Unlike passengers, they have the capacity to inflict considerable damage on the entire Government. They can derail its programme and mortally damage its agenda.
The two weak links in this Government are Phil Hogan and Alan Shatter. They are not the only ones, but the insensitivity and arrogance they display manages even to edge the walking disaster zone that is the Health Minister, Dr James Reilly, out of the frame.
Within months of taking office, both Hogan and Shatter were reaching levels of conceit and arrogance that predecessors who spent decades in power never dared attempt.
Hogan’s approach to the introduction of the household charge was ham-fisted from the start. While his “just do as you are told” approach was classic old-school Fine Gael, his failure to grasp the understandable difficulties many would have in paying within the very tight deadlines suggests someone far removed from realities of life in 2012 Ireland.
But Hogan could not be warned. Hogan knows best. It is the same imperious style he displayed in the introduction of the septic tank charge. In that instance, his initial dogmatic approach ended with his having to do a U-turn, claiming that it was everyone else who had got it wrong.
It is the attitude we can expect from him as he turns his attention to dismantling the current water service system. As we saw during the week, the Taoiseach, the Tanaiste and the rest of the Government are at sixes and sevens on how the new scheme will work, how many jobs will be lost and how much families are going to be asked to pay.
You would imagine that the ultimate cost to families would be the minister’s first consideration when making such a massive reform. But that is not the Hogan way. Not when it comes to policies or to politics.
The revelation in the Sunday Independent a few weeks ago of his comments to a former senior Fine Gael administrator showed that his arrogance and condescension is not reserved only for those outside the FG fortress.

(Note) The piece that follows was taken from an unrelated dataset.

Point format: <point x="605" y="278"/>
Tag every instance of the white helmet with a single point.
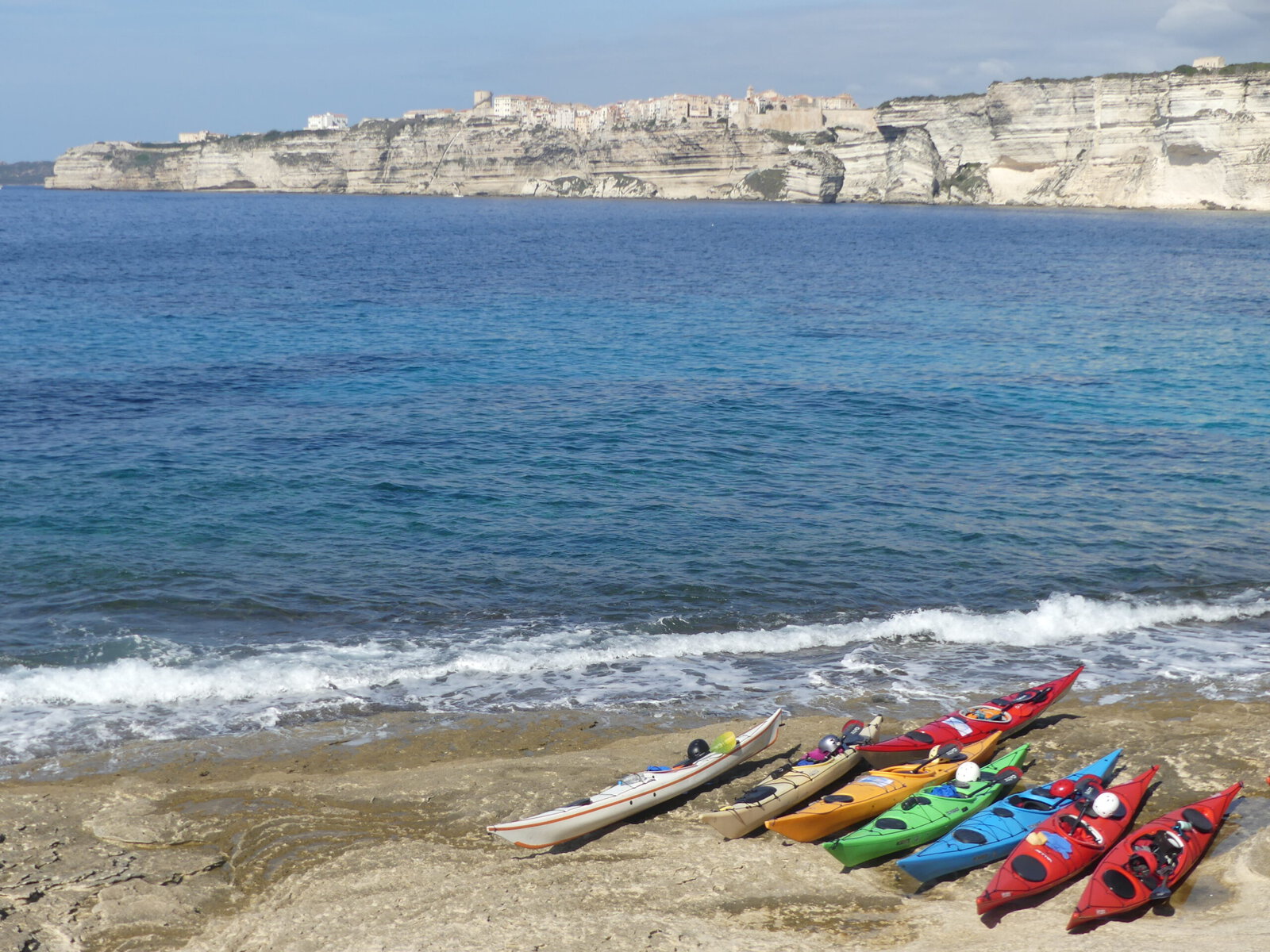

Hogan’s insensitivity to what ordinary men and women are enduring is matched by that of his colleague, the Minister for Justice. While the results of damage that Hogan’s misadventures have inflicted on the Government have yet to be seen, the evidence is already there in the case of Shatter.
The blame for the defeat of the Oireachtas inquiries referendum last October lies at his door. While Brendan Howlin was the minister technically responsible for proposing the measure, it was Shatter who made most of the running.
It was Shatter who haughtily dismissed the concerns of the eight former attorneys general. It was Shatter who discarded their opinion as “not credible” and it was he who then went on to attack them personally.
Like Hogan, Shatter does not reserve his disdain for just particular groups or sections of society. His “get a life” comment to those concerned about the household charge showed a similar disinterest and detachment from ordinary life. An easy thing to do, I suppose, when Shatter has interests in about 15 properties between Florida, London and Dublin.
We know how politically indebted the Taoiseach is to both these guys. Without their support and backing, he would be just another backbencher. So, it appears that enduring their continuing arrogance and indifference is the price we all must pay.